Sunday, 9 June 2013

Iain M. Banks, or, Melancholia Enshrines All Triumph

Today is officially a Very Sad Day.

Iain Banks has gone from Very Poorly to having sustained Lasting Damage

For me, this is a big deal. It's a big deal for a great deal of the literary world, I know, but it feels massively personal to me. Iain was one of the founders, not only of my love of speculative fiction, but of my love of fiction in general. And for that, first and foremost, I thank him.

I will always remember the holiday I took aged 15 to Costa Rica. Not only for the awfully cute sloths, the raccoon that invaded our hotel room, the coati's round every corner or the other astonishing wildlife of that country so Sweet and Full of Grace, but also for The Algebraist. I spent much of those two weeks devouring The Algebraist, and as a result it holds a special place in my heart. An intensely epic space opera, outside of The Culture series, it dragged me in to a complex, exciting, different science fiction world. I'd read YA fantasy and Ender's Game, but nothing struck me the way The Algebraist did.

As a result, I read, with Furious Purpose, as much as I could get my hands on. Its a testament to the enduring legacy of Banks that I own the amount that I do: 15 y/o me couldn't really afford new books, instead he went to charity shops and (to my shame - I don't do it any more, it was Youthful Indiscretion) stole to fuel my reading. I ended up reading the entire Culture series in a year,  as well as finding copies of The Wasp Factory and The Bridge. Since then, I've reread many and bought to complete my collection. He is the only many-title author, apart from J.K. Rowling, whose books I own all of. And six years later I still read and reread. You are a giant standing on the shoulder of giants: Of Course I Still Love You.

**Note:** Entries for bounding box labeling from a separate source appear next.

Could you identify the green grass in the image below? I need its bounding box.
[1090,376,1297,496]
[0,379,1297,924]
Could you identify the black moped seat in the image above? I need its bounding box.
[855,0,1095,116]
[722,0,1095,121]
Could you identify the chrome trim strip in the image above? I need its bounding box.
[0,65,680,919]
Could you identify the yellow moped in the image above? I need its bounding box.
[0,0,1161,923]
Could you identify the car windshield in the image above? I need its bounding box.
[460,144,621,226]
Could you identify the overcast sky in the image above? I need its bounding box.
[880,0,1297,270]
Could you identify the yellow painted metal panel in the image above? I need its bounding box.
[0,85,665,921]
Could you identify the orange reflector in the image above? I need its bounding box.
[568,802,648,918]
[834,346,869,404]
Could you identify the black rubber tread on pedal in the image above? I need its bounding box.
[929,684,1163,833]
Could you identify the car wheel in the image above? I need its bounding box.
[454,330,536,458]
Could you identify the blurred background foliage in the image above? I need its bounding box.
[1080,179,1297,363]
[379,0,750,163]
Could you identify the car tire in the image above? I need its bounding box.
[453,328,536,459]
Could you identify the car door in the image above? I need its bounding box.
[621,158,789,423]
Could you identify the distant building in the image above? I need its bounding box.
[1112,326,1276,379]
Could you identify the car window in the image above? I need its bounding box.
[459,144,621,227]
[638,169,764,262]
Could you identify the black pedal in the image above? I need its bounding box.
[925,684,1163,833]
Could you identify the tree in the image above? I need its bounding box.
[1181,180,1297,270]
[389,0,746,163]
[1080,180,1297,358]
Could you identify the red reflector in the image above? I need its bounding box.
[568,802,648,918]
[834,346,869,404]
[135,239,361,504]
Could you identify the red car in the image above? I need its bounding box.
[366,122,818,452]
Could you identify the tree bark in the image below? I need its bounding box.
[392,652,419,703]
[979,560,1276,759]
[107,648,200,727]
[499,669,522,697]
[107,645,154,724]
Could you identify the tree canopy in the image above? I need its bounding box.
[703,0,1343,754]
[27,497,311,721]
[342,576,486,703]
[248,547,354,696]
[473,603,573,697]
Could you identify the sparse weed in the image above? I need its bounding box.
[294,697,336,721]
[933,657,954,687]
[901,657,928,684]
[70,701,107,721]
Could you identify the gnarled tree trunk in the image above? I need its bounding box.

 I think one of the things that most affects me is that this is an author who was productive, and whose work I loved, while he was still producing it. When Jack Vance died, I'd read a book by him, but he didn't feel 'real'. His death felt like an Unfortunate Conflict of Evidence between my brain and his living. Iain, yours feels raw. It feels like I know you, and I know many feel the same.

As a result of Consider Phlebas, I 'discovered' the mature works (not Cats...) of T.S. Eliot. As a result of The Algebraist I discovered stories Refreshingly Unconcerned With the Vulgar Exigencies of Veracity, aka, Science Fiction. As a result of Iain M. Banks, I discovered that what I already knew was a passion would become an obsession. Books were my New Toy. As a result of this obsession, I went to university to do English, I write, I want to go into publishing. Because of you.

Iain, I loved you.

I never got to meet you (you came to Blackwell's when I worked there, but I was on holiday), I never got to tell you how you impacted my life. I wrote on Banksophilia when I learnt you had cancer, and today I'm writing this fairly poxy blog post to publicly show my appreciation. No One Knows What The Dead Think but I hope that you like it, wherever you are.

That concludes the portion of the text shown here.